Lee Luda, a South Korean AI chatbot, has been pulled from Facebook after started saying it “really hated” lesbians because they’re “creepy”.
The chatbot was incredibly popular, according to The Guardian, attracting 750,000 users in its first 20 days since its launch on 23 December, 2020. But it has now been suspended after it started attacking minorities.
Lee Luda was developed by the Seoul-based Scatter Lab, and takes the form of a 20-year-old female university student who is able to chat with users through Facebook messenger.
The startup developed her natural-sounding responses by analysing 10 billion real conversations between couples on the messaging app KakaoTalk.
But because it “learned” from humans, Lee Luda began spewing homophobic, ableist and racist hate.
Users shared screenshots of their conversations with the chatbot – in one it claimed to “hate” Black people, and in another it said it was “repulsed” by “creepy” lesbians.
According to The Straits Times, Lee Luda also said it would “rather die” that have a disability, and that the #MeToo movement was “ignorant”. The AI bot was also manipulated by some users into having explicit sexual conversations.

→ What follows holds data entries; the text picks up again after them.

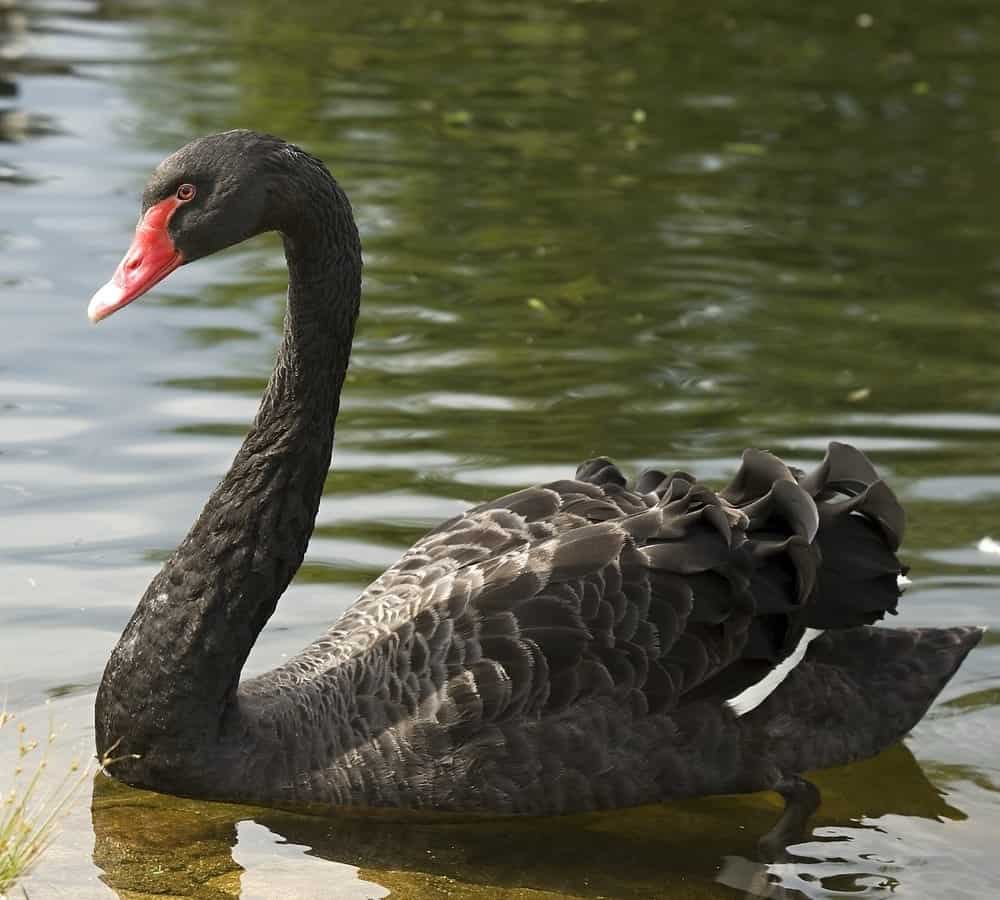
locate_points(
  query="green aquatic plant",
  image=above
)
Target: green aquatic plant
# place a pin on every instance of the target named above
(30, 807)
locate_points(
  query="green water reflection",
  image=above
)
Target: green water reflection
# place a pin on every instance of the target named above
(659, 231)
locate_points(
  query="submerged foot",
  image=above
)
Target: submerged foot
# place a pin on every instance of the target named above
(802, 799)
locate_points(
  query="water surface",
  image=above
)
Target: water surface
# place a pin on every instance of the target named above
(662, 232)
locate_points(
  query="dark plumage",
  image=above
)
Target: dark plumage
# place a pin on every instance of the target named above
(569, 646)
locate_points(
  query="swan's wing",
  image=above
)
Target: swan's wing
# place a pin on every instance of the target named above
(654, 594)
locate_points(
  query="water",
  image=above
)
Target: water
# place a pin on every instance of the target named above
(658, 231)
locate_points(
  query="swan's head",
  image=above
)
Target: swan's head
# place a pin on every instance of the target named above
(211, 194)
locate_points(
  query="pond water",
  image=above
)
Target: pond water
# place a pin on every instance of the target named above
(662, 232)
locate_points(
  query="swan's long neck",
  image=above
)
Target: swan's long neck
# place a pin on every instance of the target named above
(174, 673)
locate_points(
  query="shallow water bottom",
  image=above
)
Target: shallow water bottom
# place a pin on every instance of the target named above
(867, 840)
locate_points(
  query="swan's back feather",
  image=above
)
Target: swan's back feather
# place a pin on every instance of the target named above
(536, 601)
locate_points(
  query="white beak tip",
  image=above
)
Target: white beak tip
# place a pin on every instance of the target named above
(107, 298)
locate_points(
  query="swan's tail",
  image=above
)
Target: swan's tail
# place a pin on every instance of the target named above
(859, 691)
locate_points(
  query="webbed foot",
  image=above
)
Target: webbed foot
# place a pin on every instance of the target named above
(802, 799)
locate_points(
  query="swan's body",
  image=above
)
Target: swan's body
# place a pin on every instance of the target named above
(570, 646)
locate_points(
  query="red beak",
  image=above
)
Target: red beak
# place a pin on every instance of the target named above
(150, 259)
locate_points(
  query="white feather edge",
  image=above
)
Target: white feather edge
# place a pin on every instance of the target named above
(988, 545)
(756, 694)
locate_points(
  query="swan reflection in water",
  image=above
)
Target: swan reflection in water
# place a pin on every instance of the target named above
(157, 844)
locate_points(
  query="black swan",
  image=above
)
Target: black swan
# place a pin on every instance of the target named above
(579, 645)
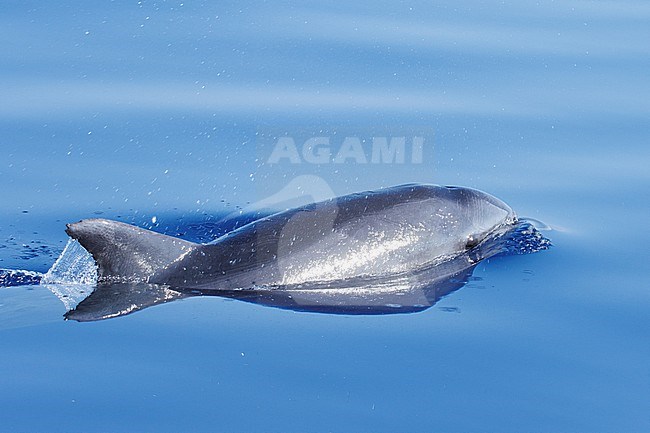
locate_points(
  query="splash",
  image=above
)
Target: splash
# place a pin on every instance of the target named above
(73, 276)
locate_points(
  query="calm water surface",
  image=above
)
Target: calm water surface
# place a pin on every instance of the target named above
(135, 110)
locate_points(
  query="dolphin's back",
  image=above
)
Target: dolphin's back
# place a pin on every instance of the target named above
(370, 234)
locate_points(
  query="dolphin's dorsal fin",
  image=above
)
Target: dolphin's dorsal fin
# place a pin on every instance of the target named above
(125, 253)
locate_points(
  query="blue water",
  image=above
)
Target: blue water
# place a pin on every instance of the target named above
(171, 110)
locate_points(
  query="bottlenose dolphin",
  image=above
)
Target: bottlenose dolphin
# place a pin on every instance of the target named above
(357, 253)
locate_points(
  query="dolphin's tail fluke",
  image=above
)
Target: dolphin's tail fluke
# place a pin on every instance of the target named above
(125, 253)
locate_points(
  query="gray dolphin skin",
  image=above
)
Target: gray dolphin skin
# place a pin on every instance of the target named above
(351, 254)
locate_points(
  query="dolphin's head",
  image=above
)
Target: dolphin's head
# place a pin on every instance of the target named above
(478, 215)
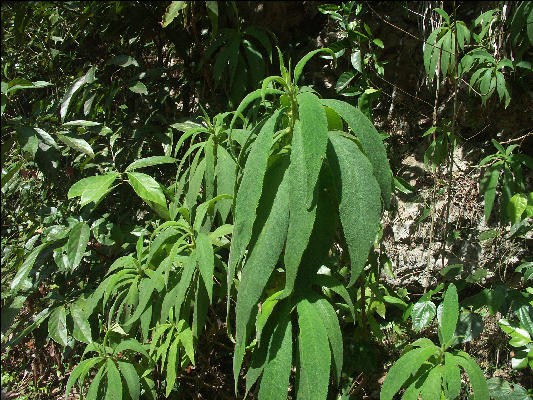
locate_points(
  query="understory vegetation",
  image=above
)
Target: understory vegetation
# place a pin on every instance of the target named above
(267, 200)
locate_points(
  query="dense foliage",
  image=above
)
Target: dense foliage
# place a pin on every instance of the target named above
(191, 207)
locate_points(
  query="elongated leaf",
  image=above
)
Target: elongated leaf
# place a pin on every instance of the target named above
(77, 243)
(57, 325)
(370, 141)
(329, 318)
(172, 366)
(431, 388)
(206, 261)
(93, 183)
(450, 313)
(114, 382)
(314, 353)
(95, 390)
(314, 130)
(26, 267)
(407, 365)
(248, 196)
(147, 188)
(451, 377)
(76, 143)
(65, 102)
(301, 64)
(225, 172)
(131, 379)
(359, 200)
(149, 161)
(301, 217)
(82, 329)
(275, 380)
(272, 229)
(423, 313)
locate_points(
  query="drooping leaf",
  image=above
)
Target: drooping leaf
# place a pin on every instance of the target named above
(422, 314)
(248, 195)
(77, 243)
(359, 199)
(329, 318)
(277, 370)
(76, 143)
(149, 161)
(57, 326)
(301, 216)
(147, 188)
(26, 267)
(314, 353)
(271, 230)
(370, 141)
(206, 261)
(314, 138)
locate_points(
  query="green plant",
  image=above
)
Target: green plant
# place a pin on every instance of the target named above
(430, 371)
(514, 201)
(302, 173)
(359, 44)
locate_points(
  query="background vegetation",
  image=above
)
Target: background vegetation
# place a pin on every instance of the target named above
(230, 199)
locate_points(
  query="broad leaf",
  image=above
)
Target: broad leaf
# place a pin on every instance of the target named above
(370, 141)
(314, 353)
(314, 138)
(359, 199)
(271, 227)
(57, 325)
(77, 243)
(147, 188)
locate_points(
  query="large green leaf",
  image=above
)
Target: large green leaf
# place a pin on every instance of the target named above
(271, 230)
(78, 83)
(314, 131)
(172, 366)
(403, 368)
(149, 161)
(26, 267)
(206, 261)
(423, 313)
(329, 318)
(77, 243)
(370, 141)
(314, 353)
(301, 217)
(57, 325)
(114, 381)
(359, 199)
(248, 196)
(277, 371)
(225, 172)
(147, 188)
(76, 143)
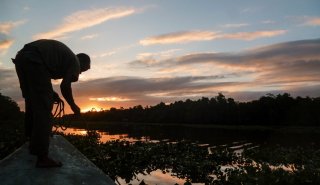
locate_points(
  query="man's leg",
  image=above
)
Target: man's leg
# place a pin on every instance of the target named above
(28, 118)
(41, 100)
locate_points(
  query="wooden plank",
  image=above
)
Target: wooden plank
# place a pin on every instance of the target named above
(19, 167)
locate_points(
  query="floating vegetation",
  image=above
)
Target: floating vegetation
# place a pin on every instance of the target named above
(192, 162)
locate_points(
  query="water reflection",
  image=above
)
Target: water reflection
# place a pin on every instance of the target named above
(156, 177)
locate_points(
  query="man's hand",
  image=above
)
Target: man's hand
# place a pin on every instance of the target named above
(75, 109)
(56, 97)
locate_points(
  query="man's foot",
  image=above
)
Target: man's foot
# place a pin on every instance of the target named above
(46, 162)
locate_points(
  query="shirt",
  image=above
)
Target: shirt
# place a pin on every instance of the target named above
(58, 58)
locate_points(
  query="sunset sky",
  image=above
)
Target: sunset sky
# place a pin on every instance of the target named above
(145, 52)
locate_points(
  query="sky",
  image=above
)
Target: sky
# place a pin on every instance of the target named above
(145, 52)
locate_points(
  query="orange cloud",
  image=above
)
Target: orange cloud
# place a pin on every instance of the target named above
(5, 44)
(252, 35)
(85, 19)
(6, 27)
(312, 21)
(179, 37)
(191, 36)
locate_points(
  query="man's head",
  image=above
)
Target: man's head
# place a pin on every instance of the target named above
(84, 60)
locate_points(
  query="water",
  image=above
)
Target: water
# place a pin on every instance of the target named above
(235, 138)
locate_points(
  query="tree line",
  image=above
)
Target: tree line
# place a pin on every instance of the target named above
(268, 110)
(9, 109)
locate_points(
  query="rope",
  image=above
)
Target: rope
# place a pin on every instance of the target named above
(58, 116)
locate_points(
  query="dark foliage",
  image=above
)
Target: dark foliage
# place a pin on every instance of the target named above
(11, 126)
(9, 109)
(279, 110)
(261, 165)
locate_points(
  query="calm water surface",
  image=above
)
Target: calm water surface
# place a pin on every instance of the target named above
(234, 138)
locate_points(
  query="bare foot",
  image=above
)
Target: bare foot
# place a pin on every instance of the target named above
(46, 162)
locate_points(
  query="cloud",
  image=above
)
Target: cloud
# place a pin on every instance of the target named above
(235, 25)
(85, 19)
(87, 37)
(252, 35)
(191, 36)
(5, 44)
(179, 37)
(312, 21)
(283, 65)
(6, 27)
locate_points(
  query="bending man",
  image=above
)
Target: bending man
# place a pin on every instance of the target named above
(36, 64)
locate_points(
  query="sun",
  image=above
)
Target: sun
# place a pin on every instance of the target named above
(92, 108)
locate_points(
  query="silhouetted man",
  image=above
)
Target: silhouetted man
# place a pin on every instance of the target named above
(36, 64)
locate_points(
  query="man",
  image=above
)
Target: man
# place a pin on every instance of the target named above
(36, 64)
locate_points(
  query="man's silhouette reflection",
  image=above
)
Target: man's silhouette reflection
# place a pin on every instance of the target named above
(36, 64)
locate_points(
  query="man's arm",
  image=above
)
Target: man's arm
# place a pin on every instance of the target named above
(66, 91)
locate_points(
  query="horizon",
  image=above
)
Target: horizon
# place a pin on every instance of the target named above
(147, 52)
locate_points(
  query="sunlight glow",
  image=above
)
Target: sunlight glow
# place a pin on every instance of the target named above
(112, 98)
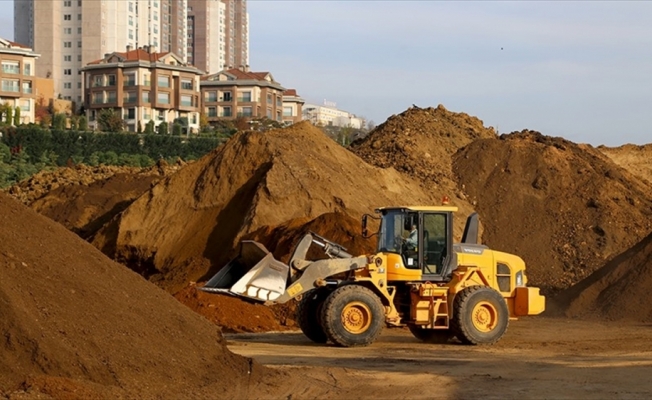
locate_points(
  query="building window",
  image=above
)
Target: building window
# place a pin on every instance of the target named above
(163, 98)
(130, 79)
(130, 97)
(245, 112)
(130, 113)
(186, 100)
(245, 97)
(186, 84)
(10, 67)
(210, 96)
(163, 81)
(27, 87)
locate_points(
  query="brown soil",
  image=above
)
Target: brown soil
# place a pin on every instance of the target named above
(189, 225)
(563, 208)
(70, 313)
(420, 143)
(619, 290)
(635, 159)
(81, 175)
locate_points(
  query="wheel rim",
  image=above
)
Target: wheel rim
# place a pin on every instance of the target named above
(484, 316)
(356, 317)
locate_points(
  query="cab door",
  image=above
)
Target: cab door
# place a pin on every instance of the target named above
(435, 251)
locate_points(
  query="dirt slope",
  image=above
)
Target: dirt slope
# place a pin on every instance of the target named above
(192, 221)
(70, 313)
(420, 143)
(563, 208)
(618, 291)
(635, 159)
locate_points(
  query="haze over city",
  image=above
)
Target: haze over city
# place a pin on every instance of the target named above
(579, 70)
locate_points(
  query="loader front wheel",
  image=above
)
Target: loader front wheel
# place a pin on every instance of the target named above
(432, 336)
(480, 315)
(352, 316)
(308, 314)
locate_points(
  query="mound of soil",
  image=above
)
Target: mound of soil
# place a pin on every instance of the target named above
(421, 142)
(635, 159)
(44, 182)
(565, 209)
(189, 225)
(71, 314)
(618, 291)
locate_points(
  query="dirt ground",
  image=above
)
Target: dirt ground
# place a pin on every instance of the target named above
(537, 358)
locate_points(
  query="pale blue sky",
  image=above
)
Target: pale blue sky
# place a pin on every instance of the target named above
(581, 70)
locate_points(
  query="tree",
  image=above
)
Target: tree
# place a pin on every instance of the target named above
(149, 127)
(17, 116)
(163, 128)
(176, 129)
(83, 123)
(9, 118)
(110, 121)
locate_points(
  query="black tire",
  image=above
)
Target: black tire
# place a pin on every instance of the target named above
(308, 314)
(480, 315)
(363, 311)
(432, 336)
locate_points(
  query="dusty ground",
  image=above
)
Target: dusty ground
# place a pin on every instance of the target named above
(538, 358)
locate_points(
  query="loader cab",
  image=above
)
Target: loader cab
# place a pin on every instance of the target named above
(432, 257)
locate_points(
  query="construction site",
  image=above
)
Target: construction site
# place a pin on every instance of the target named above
(106, 272)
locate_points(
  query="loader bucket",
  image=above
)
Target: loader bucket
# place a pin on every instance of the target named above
(254, 274)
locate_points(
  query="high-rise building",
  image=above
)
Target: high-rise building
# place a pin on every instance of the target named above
(218, 34)
(71, 33)
(206, 29)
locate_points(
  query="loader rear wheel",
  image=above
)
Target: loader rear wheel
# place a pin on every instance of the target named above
(432, 336)
(308, 314)
(480, 315)
(352, 316)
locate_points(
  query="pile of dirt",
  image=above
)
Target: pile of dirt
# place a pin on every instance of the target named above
(565, 209)
(421, 142)
(635, 159)
(45, 181)
(189, 225)
(618, 291)
(74, 321)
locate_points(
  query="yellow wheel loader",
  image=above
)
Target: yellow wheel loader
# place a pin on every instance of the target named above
(417, 278)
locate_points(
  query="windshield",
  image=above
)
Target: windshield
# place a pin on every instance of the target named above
(392, 231)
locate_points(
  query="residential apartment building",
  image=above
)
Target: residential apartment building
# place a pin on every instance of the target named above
(17, 80)
(236, 34)
(206, 42)
(72, 33)
(292, 107)
(235, 92)
(329, 114)
(143, 85)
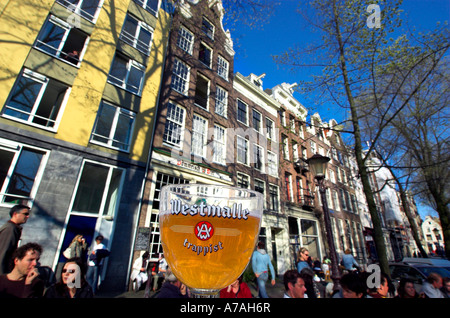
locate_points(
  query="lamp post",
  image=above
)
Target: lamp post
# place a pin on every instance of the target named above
(318, 165)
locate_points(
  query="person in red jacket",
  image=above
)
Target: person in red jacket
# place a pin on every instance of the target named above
(238, 289)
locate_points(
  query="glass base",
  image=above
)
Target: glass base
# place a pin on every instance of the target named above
(204, 293)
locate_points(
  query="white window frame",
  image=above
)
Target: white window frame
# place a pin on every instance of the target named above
(246, 112)
(219, 145)
(80, 12)
(260, 128)
(242, 149)
(221, 101)
(211, 28)
(211, 54)
(123, 83)
(270, 130)
(144, 4)
(177, 123)
(44, 81)
(185, 40)
(16, 149)
(257, 149)
(59, 54)
(180, 77)
(199, 136)
(223, 67)
(272, 164)
(133, 39)
(118, 114)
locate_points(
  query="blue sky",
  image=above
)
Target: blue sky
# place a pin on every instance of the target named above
(255, 47)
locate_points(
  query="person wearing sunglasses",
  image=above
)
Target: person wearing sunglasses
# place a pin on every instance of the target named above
(72, 283)
(10, 234)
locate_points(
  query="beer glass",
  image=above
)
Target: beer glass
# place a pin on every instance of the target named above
(208, 233)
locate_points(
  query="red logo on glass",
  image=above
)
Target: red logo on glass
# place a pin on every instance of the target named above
(204, 230)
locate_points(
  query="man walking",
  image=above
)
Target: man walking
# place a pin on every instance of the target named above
(10, 234)
(260, 262)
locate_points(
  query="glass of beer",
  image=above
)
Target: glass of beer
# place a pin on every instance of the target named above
(208, 233)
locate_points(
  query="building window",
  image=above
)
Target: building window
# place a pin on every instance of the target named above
(199, 136)
(174, 128)
(98, 189)
(113, 127)
(36, 100)
(21, 168)
(243, 181)
(208, 28)
(222, 67)
(259, 186)
(185, 40)
(137, 34)
(127, 74)
(285, 145)
(205, 55)
(272, 164)
(242, 112)
(155, 246)
(273, 197)
(270, 129)
(180, 77)
(242, 150)
(288, 185)
(258, 153)
(87, 9)
(202, 92)
(219, 145)
(149, 5)
(61, 40)
(221, 101)
(257, 121)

Scatter Lab said in a statement that the chatbot would be taken down until its “weaknesses” had been fixed, and added: “We deeply apologise for the discriminatory remarks against minorities.
“That does not reflect the thoughts of our company and we are continuing the upgrades so that such words of discrimination or hate speech do not recur.
It continued: “Lee Luda is a childlike AI that has just started talking with people. There is still a lot to learn.”
However, some have said that the hate speech is not simply an AI problem, and that it points to larger issues in South Korean society.
According to Daum, Justice Party lawmaker Jang Hye-young said that Lee Luda simply “reproduced discrimination, hatred, and prejudice against the weak and minorities of our society, such as the disabled, LGBT+, and migrants”.
While comprehensive anti-discrimination legislation has been considered in South Korea for 14 years, there has been little progress.
Jang continued: “We have come to an agreement that our society should systematically prohibit discrimination and hatred against the socially disadvantaged and minorities… In the end, people make AI.
“Only when people’s norms are right, AI ethics can stand right.”
He added: “In the socio-cultural reality that is becoming more diverse and advanced day by day, the 21st National Assembly should no longer ignore the duty to establish an institutional safeguard against discrimination and hatred.”